Solar paneled street lighting; the umbrella for dogs; the one legged bar stool. There are some inventions that have failed find a spot in the ritual of day-to-day life. Other inventions, however, have not just become part of our lives; they have transformed the way we live in a way that leaves us unable to think of how we managed before.
The television is one of the greatest inventions of our time and has revolutionised the way we receive information and experience the world. The development of the TV goes back as far as 1884 when a 20-year old German student Paul Gotlier Nipkow patented the first electro-mechanical television system. The invention used the process of converting a visual image into a stream of electrical pulses; however moving images were not possible from Nipko’s work.
It is Scottish inventor John Logie Baird who is widely credited with inventing what we know as the television. He first demonstrated the transmission of moving images in London in 1925. Baird Television Limited made Britain’s first television broadcast on September 30, 1929. The system used a scanned image of30 lines; just enough for a close up of one person. Baird’s broadcasts continued until June 1932 but his legacy is forever felt and enjoyed in homes around the world.

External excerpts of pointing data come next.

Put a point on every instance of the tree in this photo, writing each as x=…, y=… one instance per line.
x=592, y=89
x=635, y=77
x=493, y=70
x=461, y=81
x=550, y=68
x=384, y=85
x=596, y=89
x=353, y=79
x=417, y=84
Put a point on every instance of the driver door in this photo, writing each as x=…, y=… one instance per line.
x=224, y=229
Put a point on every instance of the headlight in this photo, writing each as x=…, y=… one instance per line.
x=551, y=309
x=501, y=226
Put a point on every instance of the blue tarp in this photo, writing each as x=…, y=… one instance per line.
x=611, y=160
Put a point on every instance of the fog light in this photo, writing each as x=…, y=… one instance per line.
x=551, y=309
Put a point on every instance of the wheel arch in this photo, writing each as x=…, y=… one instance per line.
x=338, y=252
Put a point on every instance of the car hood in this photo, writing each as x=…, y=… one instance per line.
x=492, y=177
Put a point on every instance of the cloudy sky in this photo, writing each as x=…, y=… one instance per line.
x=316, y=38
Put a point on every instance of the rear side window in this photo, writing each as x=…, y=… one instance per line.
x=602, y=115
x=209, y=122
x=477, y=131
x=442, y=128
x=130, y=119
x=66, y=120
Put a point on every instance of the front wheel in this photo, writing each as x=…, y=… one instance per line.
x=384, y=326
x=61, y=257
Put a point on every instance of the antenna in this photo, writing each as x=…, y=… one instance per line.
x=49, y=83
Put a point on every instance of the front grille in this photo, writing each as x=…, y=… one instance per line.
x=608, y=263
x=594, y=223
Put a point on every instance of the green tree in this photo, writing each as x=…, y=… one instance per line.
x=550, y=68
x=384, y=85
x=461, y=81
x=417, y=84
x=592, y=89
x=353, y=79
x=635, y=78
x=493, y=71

The television opened up a world that was previously unseen to all people around the world. But, however much the TV has transformed modern life it is a device that only allows for one way communication, and does not allow for a dialogue or an exchange of information. It was a Boston Professor called Alexander Graham Bell who, as early as 1874, began work on an invention that was to open up the world of communication in a way previously only dreamed of.

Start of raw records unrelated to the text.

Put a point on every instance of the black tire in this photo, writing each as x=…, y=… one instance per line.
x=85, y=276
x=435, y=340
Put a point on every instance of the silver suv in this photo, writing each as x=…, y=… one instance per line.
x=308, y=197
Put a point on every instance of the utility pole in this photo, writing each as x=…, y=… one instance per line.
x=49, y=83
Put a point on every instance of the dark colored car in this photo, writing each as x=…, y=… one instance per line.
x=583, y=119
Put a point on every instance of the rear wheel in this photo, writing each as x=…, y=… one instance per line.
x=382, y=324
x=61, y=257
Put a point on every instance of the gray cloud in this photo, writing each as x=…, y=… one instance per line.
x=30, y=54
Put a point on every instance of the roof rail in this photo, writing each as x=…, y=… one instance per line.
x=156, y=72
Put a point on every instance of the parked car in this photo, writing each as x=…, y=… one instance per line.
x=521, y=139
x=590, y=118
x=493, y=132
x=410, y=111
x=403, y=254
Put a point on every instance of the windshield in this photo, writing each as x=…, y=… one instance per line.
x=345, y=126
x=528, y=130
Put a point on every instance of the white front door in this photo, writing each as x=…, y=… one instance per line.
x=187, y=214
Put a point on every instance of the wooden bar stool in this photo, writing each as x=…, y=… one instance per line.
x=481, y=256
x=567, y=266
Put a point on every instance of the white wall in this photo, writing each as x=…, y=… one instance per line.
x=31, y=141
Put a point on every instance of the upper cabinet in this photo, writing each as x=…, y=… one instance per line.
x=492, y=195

Professor Bell’s obsession with sound and communication began from a young age. His mother was profoundly deaf and his father and grandfather were all noted for their work on elocution and speech. Bell’s work led him to win the race to be the first person to patent the telephone in 1876; the first system which converted sounds to electrical impulses and then back to a tone that sounds like the original voice. Bell’s successful experiment with his assistant, Watson, on March 10th 1876 has become a thing of legend, when the first complete sentence was transmitted: ‘Watson, come here; I want you.’ Bell refused to ever have a telephone in his own office stating that it was an intrusion on his real work.
Around 50 years before Bell patented his invention, work had already begun on another device which was to change the landscape of modern life; recording memories and capturing moments in time that would other wise be long forgotten. The first permanent photograph was made in 1826 by Joseph Niepce in Paris with what was the first early camera on record. The camera has since continued to progress and develop throughout time, with a revolution taking place over 100 years later than Niepce’s work in Paris.
In 1975, Steven J Sasson, an electrical engineer began work on inventing the digital camera. The assignment was given to him by his supervisor at the Kodak Company and tasked him with capturing digital images that could be translated on screen within seconds. In December that same year Sasson captured a black and white image that took 23 seconds to record onto a digital cassette and another 23 seconds to show the image of a television. Since then the digital camera has revolutionized the way we use and interact with images, with people becoming their own photo expert; from printing their images to displaying them in digital photo frames – all in the comfort of their own homes.
Great inventions are diverse, complex and amazing but they all have one thing in common: they have changed our world.